D’ici la fin de l’année, le bureau d’études comptera une quinzaine de collaborateurs. Un prototype est attendu dans les prochains mois. Entre 2022 et 2024, ce sera la phase d’industrialisation et de certification de l’appareil. « Le plus gros de l’unité de production sera ici », garantit David Gallezot. Ce qui concerne la cellule – c’est-à-dire la structure de l’appareil – et l’assemblage seront effectués dans le secteur. Des éléments techniques sont produits ailleurs. Avions Mauboussin achète par exemple le moteur électrique en Slovénie ; c’est le seul moteur électrique certifié. Il en est de même pour l’hélice. La première vente commerciale est espérée fin 2024. Et les annonces d’Airbus en faveur d’un avion hydrogène, fin septembre, ont donné du crédit à cette démarche. Et un sacré souffle en faveur d’une nouvelle approche de la mobilité aérienne.
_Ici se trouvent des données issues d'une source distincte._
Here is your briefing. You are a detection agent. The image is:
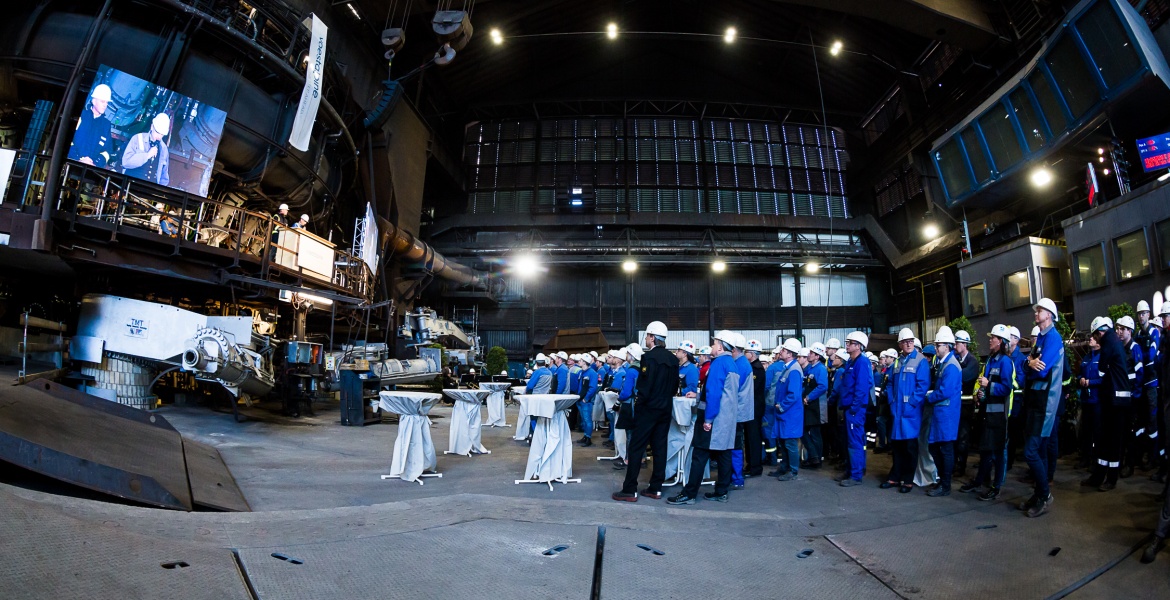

UTBM, FC Lab, l'écosystème belfortain favorable
David Gallezot est originaire du Doubs. Il a débuté son projet à Metz. Et il est arrivé à Belfort un peu par hasard. Il a entendu parler en 2014 d’un projet mené par des étudiants de l’université de technologie de Belfort-Montbéliard (UTBM) ; ils planchaient sur un avion-taxi dans le cadre de leurs études de design. Il apprécie alors « le coup de patte ». Il leur confie ensuite le cahier des charges de l’Alerion, pour réaliser l’étude de style. Il en sort la première version du projet. En parallèle, David Gallezot découvre l’existence du département énergie et propulsion. Il n’en faut pas plus pour le motiver. Il vient s’installer à Belfort, où il pose ses valises en 2017. L’écosystème est favorable. Depuis quelques semaines, il dispose d’un hangar au Techn’Hom, où est installé son bureau d’études. Il dispose aussi d’un banc d’essais au FC Lab, à un jet de pierre de son bureau. Il a reçu des financements publics pour réaliser l’étude de faisabilité de l’hydrogène. Dans quelques mois, Avions Mauboussin va s’installer aussi dans un aérodrome, pour assembler le prototype.